As a story hook may a cruel noble put a village to death during it's day of celebration. All for the crime of not worship the kings God or they worship one of the Primorials. An the souls of the victims rise only wanting to have the evil king and his mary knights dance with them.
I like the name wightning better but love these monsters
I just don't understand how elementals can be undead. To me elemental energy is the life force of the elements, so if you remove it you get . . . just the base elements. A patch of water, a lump of rock, a pile of burning cinders, a stale patch of air. Maybe it's actively animated by negative energy, or corrupted by it, but how would that work? It would be more of an undead then, just with an element theme. But I also wonder, how would they react to their normal element? Would an undead earth elemental leach the vitality from any stone or earth it touched, causing the stone to crumble into lifeless, dull grit and the earth to become barren? Would an undead water elemental cause any water it touches to become stagnant and lifeless? Would an undead air elemental cause those around it to feel like they are choking as the air they breath loses it's ability to keep things alive? I think fire would just extinguish any fire it touches, as it saps the life from it. But I think they wouldn't be true elementals, more like necromantic element constructs. I doubt they could occur naturally except in areas that are VERY contaminated with negative energy, like the earth of a battlefield arising as an undead full of rotting corpses, driven by the mindless suffering it's absorbed from those it now carries, mindlessly lashing out and then absorbing the bodies of those it kills, becoming ever more powerful as it absorbs their suffering (and mass) as well. Maybe the air over a corpse-burning pit during a plague or a pile of corpses from a genocide could take on an unlife of it's own, moving around the area on it's own and choking everyone it engulfs. I think those would be larger and more terrifying than the medium or large size ones made by necromancers.
This was quite interesting to read through your thought process. Indeed these creatures are the undead type, no longer truly elementals in the natural, living sense.
I made last time a solid, floating, virus structured ooze. It was well accepted by the party. Shall i hit you up?
1:19 Hello, who made this?
Classic magic the gathering fire elemental
@@esperthebard This big coral looking thing crawling out of the ocean is a fire elemental? Was there a misprint, or is there some sort of background lore to explain that?
@@TheIdealofGreed ahh yt linked me to an earlier time, that one is risen reef.

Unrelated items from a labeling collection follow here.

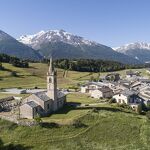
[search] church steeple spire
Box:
[47,57,57,109]
[48,56,54,74]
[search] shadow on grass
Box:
[40,122,60,129]
[52,102,131,114]
[0,139,33,150]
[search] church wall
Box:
[20,104,33,119]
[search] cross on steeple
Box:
[48,56,54,74]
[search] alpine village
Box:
[0,0,150,150]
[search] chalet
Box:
[126,70,140,78]
[105,73,120,82]
[91,86,113,99]
[113,90,143,108]
[81,82,106,94]
[20,59,66,119]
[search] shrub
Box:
[146,111,150,119]
[10,71,18,77]
[136,104,142,114]
[34,114,42,124]
[108,98,116,104]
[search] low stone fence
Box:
[0,115,37,126]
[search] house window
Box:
[35,107,38,112]
[47,104,49,109]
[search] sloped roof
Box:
[121,90,138,96]
[25,101,39,108]
[34,92,50,101]
[99,86,112,93]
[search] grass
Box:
[0,63,150,150]
[67,93,100,104]
[0,105,150,150]
[0,63,148,88]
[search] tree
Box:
[136,104,142,114]
[11,71,18,77]
[34,113,42,124]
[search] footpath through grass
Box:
[0,105,150,150]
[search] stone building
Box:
[91,86,114,99]
[20,58,66,119]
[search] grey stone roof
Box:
[26,101,39,108]
[34,92,50,101]
[99,86,112,93]
[121,90,138,96]
[83,82,104,87]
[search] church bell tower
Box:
[47,57,57,110]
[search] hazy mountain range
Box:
[0,30,42,60]
[18,30,139,63]
[113,42,150,62]
[0,30,150,64]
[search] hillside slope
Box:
[114,42,150,63]
[0,30,42,60]
[18,30,140,64]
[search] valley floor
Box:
[0,64,150,150]
[0,94,150,150]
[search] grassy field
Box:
[0,63,150,150]
[0,104,150,150]
[0,63,147,88]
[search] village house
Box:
[113,90,143,109]
[105,72,120,82]
[20,58,66,119]
[91,86,113,99]
[126,70,140,78]
[81,82,105,94]
[146,68,150,74]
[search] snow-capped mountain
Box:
[113,42,150,62]
[18,30,139,63]
[0,30,43,60]
[18,30,98,49]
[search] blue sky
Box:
[0,0,150,47]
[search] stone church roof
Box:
[26,101,39,108]
[34,92,50,101]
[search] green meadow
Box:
[0,63,150,150]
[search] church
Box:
[20,58,66,119]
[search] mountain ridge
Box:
[18,30,139,63]
[0,30,42,60]
[113,42,150,63]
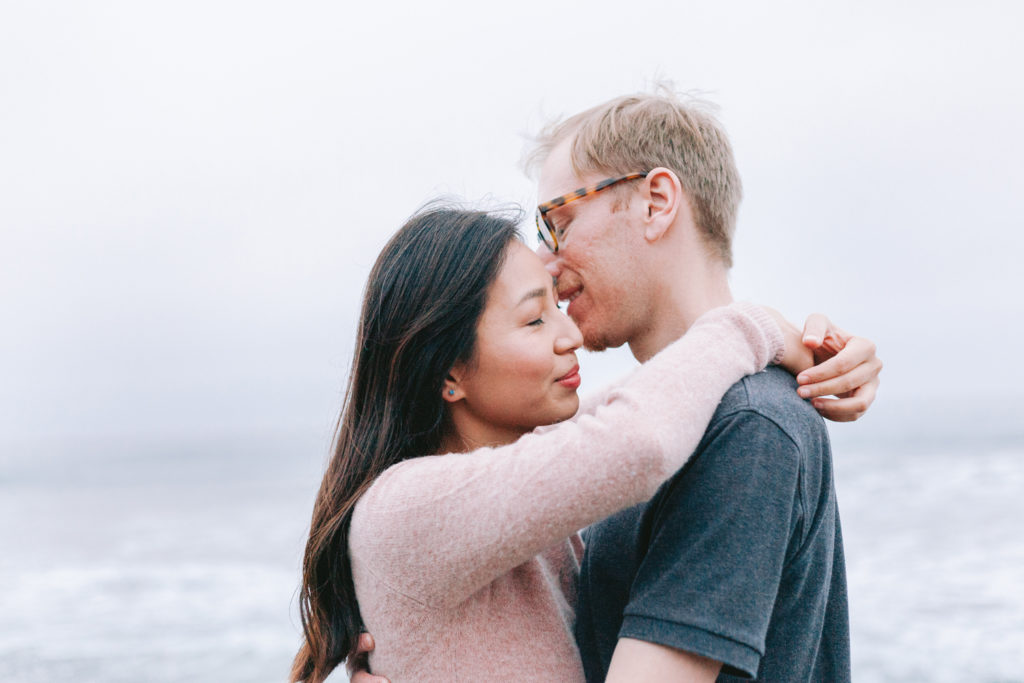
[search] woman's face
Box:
[450,242,583,437]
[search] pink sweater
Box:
[349,304,782,683]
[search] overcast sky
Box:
[0,0,1024,439]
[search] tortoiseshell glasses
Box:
[537,173,647,254]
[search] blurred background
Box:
[0,0,1024,683]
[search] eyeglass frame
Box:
[534,171,650,254]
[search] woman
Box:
[292,208,839,683]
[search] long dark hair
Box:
[291,205,518,683]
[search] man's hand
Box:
[345,633,391,683]
[797,313,882,422]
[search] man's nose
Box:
[537,242,562,278]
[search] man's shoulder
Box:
[712,366,828,451]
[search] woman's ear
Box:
[441,368,466,403]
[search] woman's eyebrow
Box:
[516,287,548,306]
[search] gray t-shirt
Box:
[577,368,850,683]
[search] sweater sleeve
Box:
[349,303,782,607]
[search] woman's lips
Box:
[555,366,581,389]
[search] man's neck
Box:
[630,261,732,362]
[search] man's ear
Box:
[441,370,466,403]
[642,166,686,242]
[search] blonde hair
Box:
[524,85,742,267]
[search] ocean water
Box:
[0,437,1024,683]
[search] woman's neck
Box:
[440,420,530,453]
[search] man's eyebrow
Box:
[516,287,548,306]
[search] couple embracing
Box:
[292,88,881,683]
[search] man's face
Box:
[537,138,643,350]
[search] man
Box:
[535,95,881,681]
[353,95,881,683]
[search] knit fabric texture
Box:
[349,303,783,683]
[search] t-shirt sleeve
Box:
[618,411,800,677]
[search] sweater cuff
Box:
[729,301,785,366]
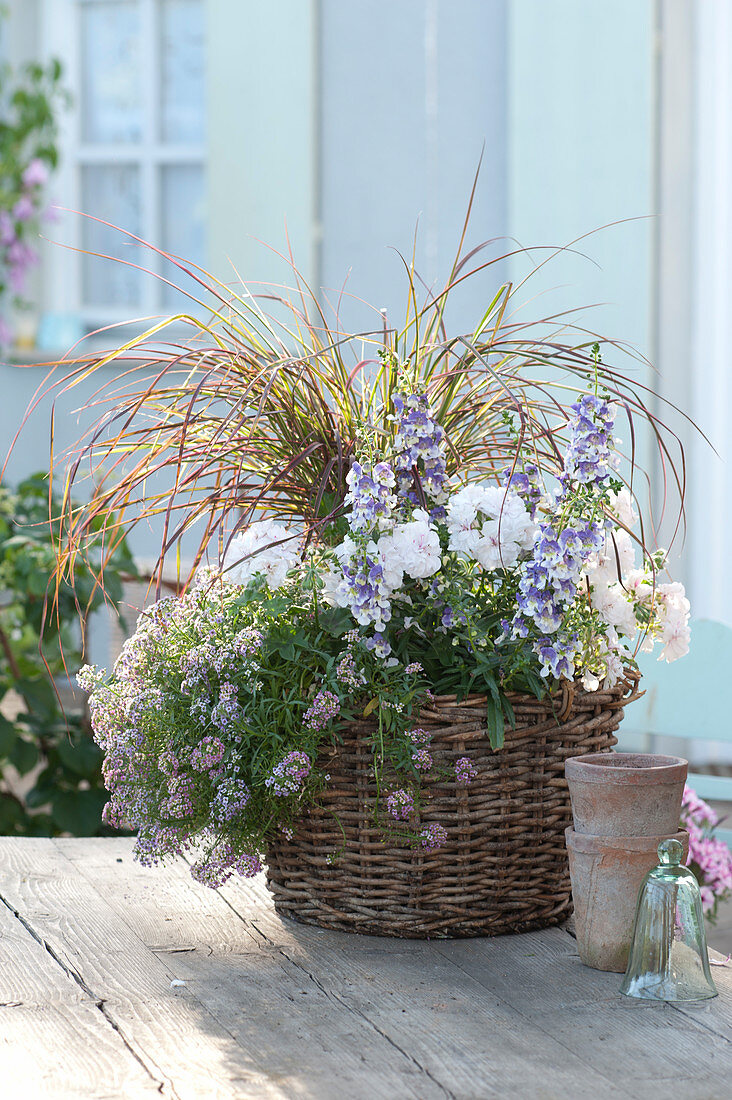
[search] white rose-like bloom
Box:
[446,483,536,569]
[587,528,635,586]
[221,519,298,591]
[369,535,404,592]
[387,509,443,583]
[592,582,638,638]
[656,581,691,663]
[610,488,638,527]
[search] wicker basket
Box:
[267,680,638,938]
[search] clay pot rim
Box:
[565,752,689,787]
[565,825,689,856]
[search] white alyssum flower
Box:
[446,482,536,570]
[221,519,299,591]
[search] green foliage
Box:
[0,25,68,327]
[0,474,135,836]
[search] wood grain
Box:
[0,838,732,1100]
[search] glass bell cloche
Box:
[620,840,717,1001]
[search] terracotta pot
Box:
[565,752,689,837]
[565,818,689,974]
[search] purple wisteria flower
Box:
[419,823,447,853]
[392,393,447,519]
[386,788,414,821]
[264,749,312,798]
[455,757,478,783]
[303,691,340,729]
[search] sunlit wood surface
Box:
[0,838,732,1100]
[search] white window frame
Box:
[41,0,206,329]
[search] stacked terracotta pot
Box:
[565,752,689,974]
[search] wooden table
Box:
[0,838,732,1100]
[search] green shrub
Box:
[0,474,136,836]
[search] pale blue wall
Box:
[507,0,655,369]
[320,0,507,331]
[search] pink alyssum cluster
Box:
[386,788,414,821]
[419,823,447,853]
[303,691,340,729]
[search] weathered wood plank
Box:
[59,840,629,1098]
[0,838,286,1100]
[0,903,161,1100]
[7,838,732,1100]
[439,928,732,1098]
[214,862,631,1100]
[7,840,446,1098]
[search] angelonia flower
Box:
[386,788,414,821]
[565,394,616,484]
[511,523,602,680]
[419,824,447,853]
[346,462,396,531]
[502,462,544,520]
[455,757,478,783]
[264,749,312,798]
[392,393,447,517]
[336,542,393,631]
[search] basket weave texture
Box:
[267,680,638,938]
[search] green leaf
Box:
[0,714,18,757]
[51,791,109,836]
[56,736,102,779]
[8,737,39,776]
[0,794,25,836]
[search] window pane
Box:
[161,164,206,309]
[80,0,142,143]
[81,164,143,307]
[160,0,205,143]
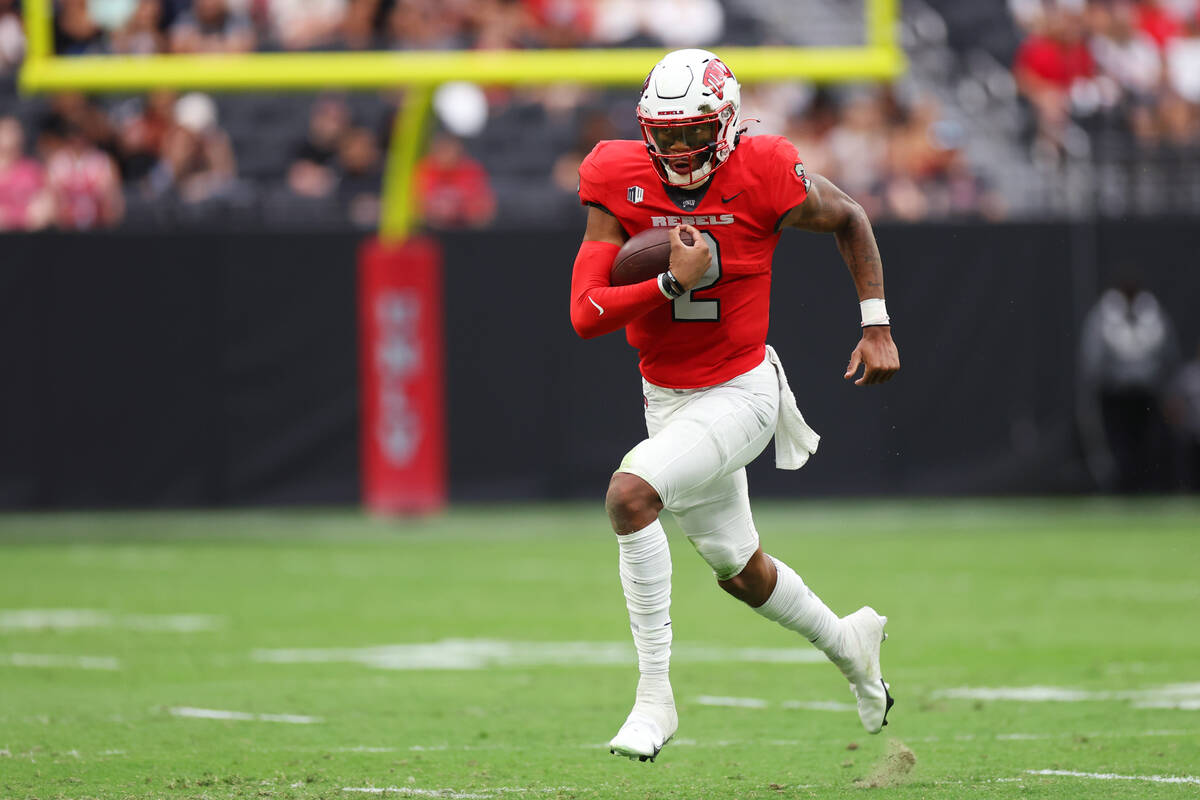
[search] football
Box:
[612,228,691,287]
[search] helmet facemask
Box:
[637,103,733,188]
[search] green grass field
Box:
[0,500,1200,800]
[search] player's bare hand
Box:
[842,325,900,386]
[667,225,713,289]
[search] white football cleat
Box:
[829,606,895,733]
[608,704,679,762]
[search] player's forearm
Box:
[571,242,666,339]
[835,204,883,300]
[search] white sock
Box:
[617,519,674,705]
[755,555,841,655]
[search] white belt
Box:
[767,344,821,469]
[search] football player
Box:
[571,49,900,760]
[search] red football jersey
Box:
[580,136,808,389]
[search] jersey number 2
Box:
[671,230,721,323]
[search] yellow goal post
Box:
[18,0,905,240]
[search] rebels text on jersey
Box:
[580,136,808,389]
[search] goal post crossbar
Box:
[18,0,906,240]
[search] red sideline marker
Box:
[359,237,446,513]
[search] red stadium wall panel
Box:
[359,237,446,513]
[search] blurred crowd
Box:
[0,0,1200,229]
[42,0,724,54]
[0,92,382,230]
[1009,0,1200,156]
[1078,281,1200,494]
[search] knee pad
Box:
[689,531,758,581]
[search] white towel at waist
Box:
[767,344,821,469]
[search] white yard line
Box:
[1025,770,1200,784]
[696,694,767,709]
[251,639,826,669]
[932,684,1200,711]
[782,700,858,711]
[167,705,322,724]
[0,652,121,670]
[342,786,577,800]
[0,608,224,633]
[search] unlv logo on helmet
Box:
[701,59,733,100]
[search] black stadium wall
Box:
[0,221,1200,509]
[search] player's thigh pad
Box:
[617,361,779,511]
[673,469,758,581]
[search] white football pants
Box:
[617,359,780,581]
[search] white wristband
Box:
[858,297,892,327]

@@esperthebard Danke schön 😁
@@esperthebard My next guess would have been "Is this a joke? Did the text read 'No, seriously, I promise it's a fire elemental'"
I never liked the idea of mixing undead with elementals. It always seemed counter intuitive to me. The undead are all supposed to be connected in some way to the negative energy plane. Elementals are all supposed to be connected to their elemental plane. You created an undead elemental creature it would be connected to 2 planes 1 who is draining energy from the actions of the other. It should in theory just fall apart. That being said I have always liked the idea of elementals themselves becoming a corrupting force. Since they're drawing energy from their elemental plane they can just keep chugging along and whatever it is they were used on or in. They could in theory even corrupt creatures from the positive energy plane. Like angel's Arkhan's and others such creatures.
These are cool, but, undead elementals, as a concept, just don't jibe well with me. They aren't 'alive' in the traditional sense of the word; I think 'corrupted' could get the same result, with no change in the creature, but something about the undead template on creatures with no vitals or biological traits just plays Mary-Mary with my suspension of disbelief. Not bashing the content itself; just voicing my opinion, even if *undead* vs *corrupted by negative energy* is mostly a semantic issue.